Eventually ATC expanded into other Adult Swim territory, including the Swimcast (which we still do today, just not as often). I think part of the reason I’m fast to come to terms with the end of the show is the fact that things have changed, both on Adult Swim as well as with my dedication towards the network proper. Swim’s been moving into a different direction than it had been in. Instead of relying heavily on their in-house/Williams Street programming, they’ve welcomed Hollywood into the fold with shows like Rick and Morty, Mike Tyson, Childrens Hospital, and others.

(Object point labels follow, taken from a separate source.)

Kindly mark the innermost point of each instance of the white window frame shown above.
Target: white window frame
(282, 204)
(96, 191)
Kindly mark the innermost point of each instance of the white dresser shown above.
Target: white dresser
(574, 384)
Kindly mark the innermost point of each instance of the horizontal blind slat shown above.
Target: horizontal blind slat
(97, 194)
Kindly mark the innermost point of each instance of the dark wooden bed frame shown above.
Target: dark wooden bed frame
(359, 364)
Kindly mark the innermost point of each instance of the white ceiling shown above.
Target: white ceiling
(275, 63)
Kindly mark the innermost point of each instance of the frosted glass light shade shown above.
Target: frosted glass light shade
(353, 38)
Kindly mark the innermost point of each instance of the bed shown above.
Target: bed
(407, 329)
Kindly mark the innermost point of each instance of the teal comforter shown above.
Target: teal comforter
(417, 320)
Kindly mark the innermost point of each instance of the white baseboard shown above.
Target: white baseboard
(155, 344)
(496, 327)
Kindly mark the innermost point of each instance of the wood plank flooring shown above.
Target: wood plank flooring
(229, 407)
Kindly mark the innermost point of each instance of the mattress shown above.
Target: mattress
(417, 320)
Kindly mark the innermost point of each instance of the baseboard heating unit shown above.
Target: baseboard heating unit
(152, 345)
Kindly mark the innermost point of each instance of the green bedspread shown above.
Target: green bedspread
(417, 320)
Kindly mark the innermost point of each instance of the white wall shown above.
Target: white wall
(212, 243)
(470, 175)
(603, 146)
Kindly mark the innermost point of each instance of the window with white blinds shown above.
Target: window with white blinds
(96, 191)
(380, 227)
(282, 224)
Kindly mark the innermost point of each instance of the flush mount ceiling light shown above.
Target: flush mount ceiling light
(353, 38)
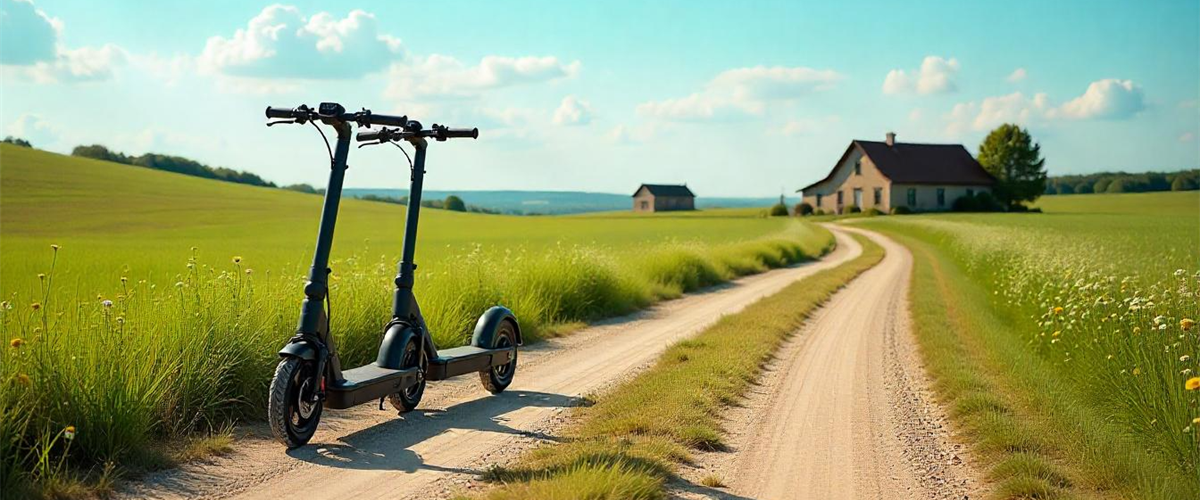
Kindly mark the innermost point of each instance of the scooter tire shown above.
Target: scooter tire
(293, 421)
(406, 401)
(497, 379)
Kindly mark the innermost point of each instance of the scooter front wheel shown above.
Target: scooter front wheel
(292, 410)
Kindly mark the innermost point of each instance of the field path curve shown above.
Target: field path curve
(460, 431)
(844, 410)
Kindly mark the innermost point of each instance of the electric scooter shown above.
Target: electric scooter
(310, 375)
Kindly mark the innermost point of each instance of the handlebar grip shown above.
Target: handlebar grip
(363, 137)
(462, 133)
(273, 112)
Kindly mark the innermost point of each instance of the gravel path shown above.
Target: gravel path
(459, 429)
(844, 411)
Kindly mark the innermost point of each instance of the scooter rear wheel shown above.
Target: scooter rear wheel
(291, 410)
(497, 379)
(406, 401)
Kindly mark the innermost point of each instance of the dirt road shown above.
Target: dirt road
(844, 410)
(460, 431)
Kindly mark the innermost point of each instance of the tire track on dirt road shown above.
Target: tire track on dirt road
(844, 411)
(459, 431)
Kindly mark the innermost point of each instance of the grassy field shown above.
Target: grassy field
(628, 443)
(142, 307)
(1063, 342)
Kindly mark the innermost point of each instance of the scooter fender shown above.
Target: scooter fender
(303, 350)
(391, 350)
(489, 323)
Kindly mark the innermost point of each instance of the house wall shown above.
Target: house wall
(643, 202)
(845, 180)
(927, 196)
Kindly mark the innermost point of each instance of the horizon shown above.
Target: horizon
(568, 109)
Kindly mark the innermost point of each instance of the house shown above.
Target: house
(663, 198)
(886, 175)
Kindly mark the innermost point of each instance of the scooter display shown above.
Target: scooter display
(310, 375)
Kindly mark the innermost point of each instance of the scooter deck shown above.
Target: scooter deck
(467, 359)
(367, 383)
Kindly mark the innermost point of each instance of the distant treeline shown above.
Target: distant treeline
(1123, 182)
(451, 203)
(172, 163)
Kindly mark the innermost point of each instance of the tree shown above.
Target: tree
(1011, 155)
(455, 203)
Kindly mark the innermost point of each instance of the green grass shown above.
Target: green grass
(145, 307)
(1087, 401)
(627, 444)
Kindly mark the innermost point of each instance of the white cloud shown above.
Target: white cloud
(743, 91)
(573, 112)
(441, 76)
(1108, 98)
(35, 130)
(280, 42)
(935, 76)
(30, 43)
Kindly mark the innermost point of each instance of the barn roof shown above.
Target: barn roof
(666, 190)
(919, 163)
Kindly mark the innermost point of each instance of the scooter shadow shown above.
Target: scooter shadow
(387, 446)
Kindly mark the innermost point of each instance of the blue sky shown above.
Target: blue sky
(735, 101)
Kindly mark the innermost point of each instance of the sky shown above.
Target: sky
(735, 100)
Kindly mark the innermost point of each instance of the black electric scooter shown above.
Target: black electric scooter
(310, 375)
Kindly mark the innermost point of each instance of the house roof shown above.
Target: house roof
(919, 163)
(665, 190)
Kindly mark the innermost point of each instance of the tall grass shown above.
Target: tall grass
(149, 363)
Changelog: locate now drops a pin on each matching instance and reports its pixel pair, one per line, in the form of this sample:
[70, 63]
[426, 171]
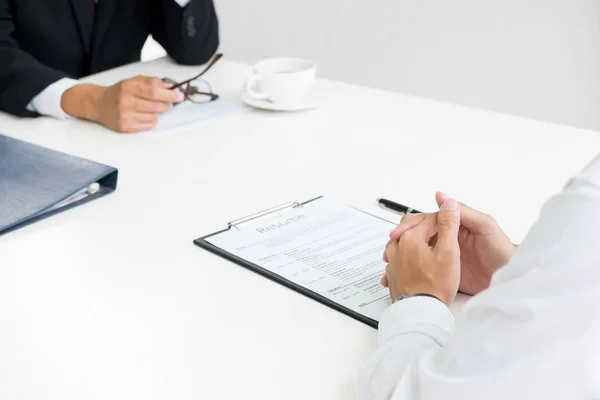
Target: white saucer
[315, 99]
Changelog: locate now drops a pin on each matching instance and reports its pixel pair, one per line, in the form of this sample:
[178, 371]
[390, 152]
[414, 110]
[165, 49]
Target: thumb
[469, 217]
[448, 225]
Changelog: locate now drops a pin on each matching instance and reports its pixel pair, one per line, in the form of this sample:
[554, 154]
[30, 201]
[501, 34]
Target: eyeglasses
[195, 89]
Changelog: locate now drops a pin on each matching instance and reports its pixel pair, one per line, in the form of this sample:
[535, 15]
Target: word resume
[331, 249]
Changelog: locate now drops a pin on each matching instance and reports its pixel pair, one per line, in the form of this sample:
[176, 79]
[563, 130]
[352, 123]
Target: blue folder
[36, 182]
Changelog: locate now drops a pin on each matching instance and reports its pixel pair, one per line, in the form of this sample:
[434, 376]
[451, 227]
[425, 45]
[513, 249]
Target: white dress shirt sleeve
[48, 101]
[532, 335]
[407, 328]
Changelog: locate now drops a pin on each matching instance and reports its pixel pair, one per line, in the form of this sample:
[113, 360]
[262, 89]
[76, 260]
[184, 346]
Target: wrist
[408, 296]
[82, 101]
[445, 296]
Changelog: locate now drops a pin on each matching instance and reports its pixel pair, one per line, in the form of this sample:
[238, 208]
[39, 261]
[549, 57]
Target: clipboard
[237, 224]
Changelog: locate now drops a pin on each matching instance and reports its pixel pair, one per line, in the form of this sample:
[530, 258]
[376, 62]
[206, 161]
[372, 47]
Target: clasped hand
[457, 248]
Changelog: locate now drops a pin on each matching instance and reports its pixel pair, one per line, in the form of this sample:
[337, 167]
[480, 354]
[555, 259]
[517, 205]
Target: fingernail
[449, 204]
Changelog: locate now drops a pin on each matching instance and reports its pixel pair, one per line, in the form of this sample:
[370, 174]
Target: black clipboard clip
[236, 223]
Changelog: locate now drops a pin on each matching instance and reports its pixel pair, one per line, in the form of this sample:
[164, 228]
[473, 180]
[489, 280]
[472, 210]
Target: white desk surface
[112, 300]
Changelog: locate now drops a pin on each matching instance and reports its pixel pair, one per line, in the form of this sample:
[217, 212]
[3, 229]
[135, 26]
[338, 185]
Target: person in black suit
[46, 45]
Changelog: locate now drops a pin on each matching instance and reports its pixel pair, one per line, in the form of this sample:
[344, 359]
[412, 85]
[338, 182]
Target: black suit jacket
[42, 41]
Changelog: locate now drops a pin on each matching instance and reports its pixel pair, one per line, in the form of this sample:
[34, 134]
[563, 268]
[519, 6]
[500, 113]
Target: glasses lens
[199, 91]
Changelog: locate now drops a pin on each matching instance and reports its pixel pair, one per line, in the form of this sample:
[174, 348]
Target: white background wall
[537, 58]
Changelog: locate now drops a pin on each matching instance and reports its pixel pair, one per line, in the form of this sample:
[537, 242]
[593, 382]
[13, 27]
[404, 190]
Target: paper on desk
[188, 114]
[325, 246]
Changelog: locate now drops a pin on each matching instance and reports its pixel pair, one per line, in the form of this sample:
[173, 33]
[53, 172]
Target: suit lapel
[84, 14]
[104, 12]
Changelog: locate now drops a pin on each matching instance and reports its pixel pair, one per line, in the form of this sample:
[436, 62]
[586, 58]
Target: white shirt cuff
[48, 101]
[419, 314]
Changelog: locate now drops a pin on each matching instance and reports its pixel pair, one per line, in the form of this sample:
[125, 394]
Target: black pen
[397, 207]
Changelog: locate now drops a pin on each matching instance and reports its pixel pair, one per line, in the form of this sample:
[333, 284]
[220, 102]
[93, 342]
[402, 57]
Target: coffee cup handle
[250, 83]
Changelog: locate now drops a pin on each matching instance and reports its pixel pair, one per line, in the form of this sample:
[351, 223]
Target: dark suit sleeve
[190, 35]
[22, 77]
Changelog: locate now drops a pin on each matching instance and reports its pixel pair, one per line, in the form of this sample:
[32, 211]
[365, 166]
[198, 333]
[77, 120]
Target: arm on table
[22, 77]
[189, 34]
[530, 334]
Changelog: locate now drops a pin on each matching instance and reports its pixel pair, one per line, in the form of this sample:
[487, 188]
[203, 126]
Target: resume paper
[325, 246]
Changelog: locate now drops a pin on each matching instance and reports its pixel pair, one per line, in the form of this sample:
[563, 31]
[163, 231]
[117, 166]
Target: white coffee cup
[282, 80]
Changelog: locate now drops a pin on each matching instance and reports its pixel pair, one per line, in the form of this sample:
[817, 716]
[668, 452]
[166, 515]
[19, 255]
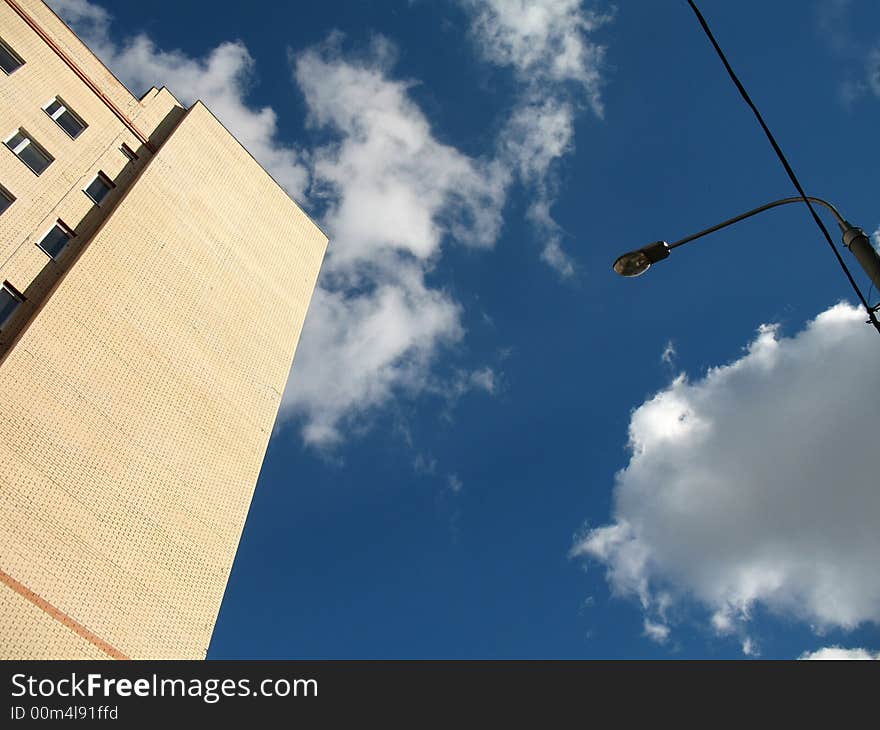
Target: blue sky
[490, 445]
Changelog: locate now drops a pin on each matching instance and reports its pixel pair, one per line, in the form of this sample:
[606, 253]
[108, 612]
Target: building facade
[155, 280]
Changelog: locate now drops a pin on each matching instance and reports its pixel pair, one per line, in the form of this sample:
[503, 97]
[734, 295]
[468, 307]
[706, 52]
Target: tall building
[155, 280]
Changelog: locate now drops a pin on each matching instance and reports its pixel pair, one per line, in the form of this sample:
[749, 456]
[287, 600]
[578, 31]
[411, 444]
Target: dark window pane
[8, 304]
[98, 189]
[70, 124]
[8, 60]
[34, 158]
[55, 241]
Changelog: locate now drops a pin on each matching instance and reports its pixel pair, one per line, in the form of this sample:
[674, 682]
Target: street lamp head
[636, 263]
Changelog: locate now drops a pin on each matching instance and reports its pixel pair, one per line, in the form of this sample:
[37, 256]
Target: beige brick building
[155, 282]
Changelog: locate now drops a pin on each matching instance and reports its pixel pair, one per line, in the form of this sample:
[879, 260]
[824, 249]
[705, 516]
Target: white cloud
[669, 354]
[547, 45]
[221, 79]
[394, 189]
[543, 40]
[656, 631]
[756, 485]
[393, 196]
[838, 653]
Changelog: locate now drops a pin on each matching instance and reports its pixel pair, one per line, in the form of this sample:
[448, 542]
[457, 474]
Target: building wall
[141, 385]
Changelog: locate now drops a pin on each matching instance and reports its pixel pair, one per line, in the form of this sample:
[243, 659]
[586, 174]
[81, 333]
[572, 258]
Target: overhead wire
[872, 318]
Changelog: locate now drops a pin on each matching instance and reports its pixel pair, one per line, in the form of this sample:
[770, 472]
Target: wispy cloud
[389, 193]
[549, 48]
[837, 653]
[756, 486]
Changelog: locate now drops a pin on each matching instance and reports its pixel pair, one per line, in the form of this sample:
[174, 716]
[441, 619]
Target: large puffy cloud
[756, 485]
[221, 79]
[547, 44]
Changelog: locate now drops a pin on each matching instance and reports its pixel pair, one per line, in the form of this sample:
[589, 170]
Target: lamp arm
[776, 203]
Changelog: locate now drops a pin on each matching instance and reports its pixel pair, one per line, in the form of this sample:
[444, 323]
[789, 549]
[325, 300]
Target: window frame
[129, 152]
[9, 197]
[106, 180]
[64, 107]
[12, 52]
[30, 141]
[17, 297]
[66, 229]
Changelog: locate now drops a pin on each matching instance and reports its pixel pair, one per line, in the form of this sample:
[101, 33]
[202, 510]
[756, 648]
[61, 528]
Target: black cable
[745, 95]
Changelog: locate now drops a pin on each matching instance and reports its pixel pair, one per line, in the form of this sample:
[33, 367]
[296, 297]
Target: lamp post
[636, 263]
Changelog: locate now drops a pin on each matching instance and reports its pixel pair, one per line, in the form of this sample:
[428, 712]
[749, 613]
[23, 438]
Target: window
[128, 152]
[54, 241]
[9, 59]
[29, 152]
[65, 117]
[6, 199]
[10, 299]
[99, 188]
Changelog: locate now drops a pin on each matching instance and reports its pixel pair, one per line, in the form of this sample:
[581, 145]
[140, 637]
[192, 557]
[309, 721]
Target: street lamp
[636, 263]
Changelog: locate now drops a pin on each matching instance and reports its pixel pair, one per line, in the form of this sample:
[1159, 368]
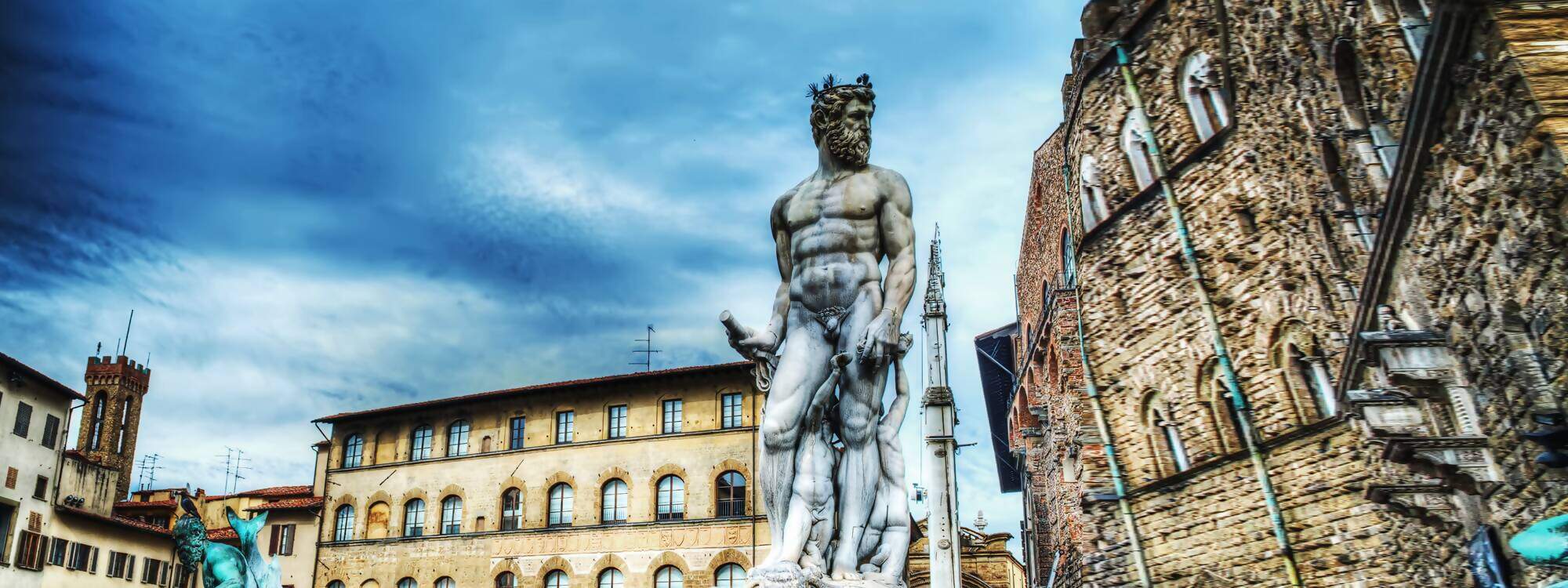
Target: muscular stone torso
[835, 239]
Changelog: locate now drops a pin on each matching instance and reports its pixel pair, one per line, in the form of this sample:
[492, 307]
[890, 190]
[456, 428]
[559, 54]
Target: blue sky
[319, 208]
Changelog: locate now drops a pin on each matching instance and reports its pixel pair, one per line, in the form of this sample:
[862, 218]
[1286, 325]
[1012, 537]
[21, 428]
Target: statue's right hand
[755, 341]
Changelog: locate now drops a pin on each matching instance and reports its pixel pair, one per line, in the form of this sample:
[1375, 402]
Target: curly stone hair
[829, 103]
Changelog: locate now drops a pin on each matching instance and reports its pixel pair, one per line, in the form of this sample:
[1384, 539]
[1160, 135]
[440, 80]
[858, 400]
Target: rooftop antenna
[128, 332]
[148, 471]
[648, 350]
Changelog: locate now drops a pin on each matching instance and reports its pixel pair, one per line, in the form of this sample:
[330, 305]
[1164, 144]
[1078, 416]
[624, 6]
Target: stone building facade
[1205, 393]
[633, 481]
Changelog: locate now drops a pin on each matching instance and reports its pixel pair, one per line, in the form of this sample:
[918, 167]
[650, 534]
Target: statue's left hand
[880, 339]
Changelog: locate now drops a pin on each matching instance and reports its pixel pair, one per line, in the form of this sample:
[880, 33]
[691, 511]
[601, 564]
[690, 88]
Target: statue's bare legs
[802, 369]
[860, 407]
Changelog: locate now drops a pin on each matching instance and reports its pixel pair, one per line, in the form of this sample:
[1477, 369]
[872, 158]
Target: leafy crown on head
[829, 84]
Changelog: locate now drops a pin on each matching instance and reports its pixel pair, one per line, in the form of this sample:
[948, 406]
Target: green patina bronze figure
[1545, 545]
[222, 565]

Sure, there’s still a bit of a “classic Swim” feel with the remaining WS shows in Squidbillies and Your Pretty Face is Going To Hell as well as “experimental” programming like Too Many Cooks and Fish Center. It has become obvious Swim is catering less to the crowd that brought it a cult following and more the coveted 18-35 year old demographic that drives most of the popular networks. It’s not necessarily a bad thing, however. Change is inevitable with everything in life. People move onward and upward into different (and sometimes better) things.
The end of Aqua Teen Hunger Force marks the final nail in the coffin for the original five Adult Swim shows (along with Harvey Birdman, Space Ghost, Sealab 2021, and The Brak Show). The show has had a robust and interesting run: 15 years of over 100 episodes, a feature length movie, a sub-par Playstation game, various merchandise, and the adoration of countless fans (some even celebrities) worldwide.
In closing and to summarize, Aqua Teen Hunger Force has directly (and indirectly) helped shape parts of my life. I’ve met many people in my travels, even more that I call friends. I’ve learned plenty about comedy, animation, and even classic rock. Traveled to pretty cool locations like SDCC, Dragon Con, and more. Even had the chance to chat with celebrity-types, which I never would have before.
My thanks to go out to Dave Willis, Matt Maiellaro, Dana Snyder, Carey Means, the unsung heroes like Todd Redner, Ned Hastings, Jay Edwards, Nick Gibbons, Craig Hartin, and dozens of other people that deserve to be namedropped (which I will probably do throughout the remainder of the year). For me, Aqua Teen Hunger Force will truly be Forever. I await the beginning of the ending of the series, this coming June 21 at midnight on Adult Swim.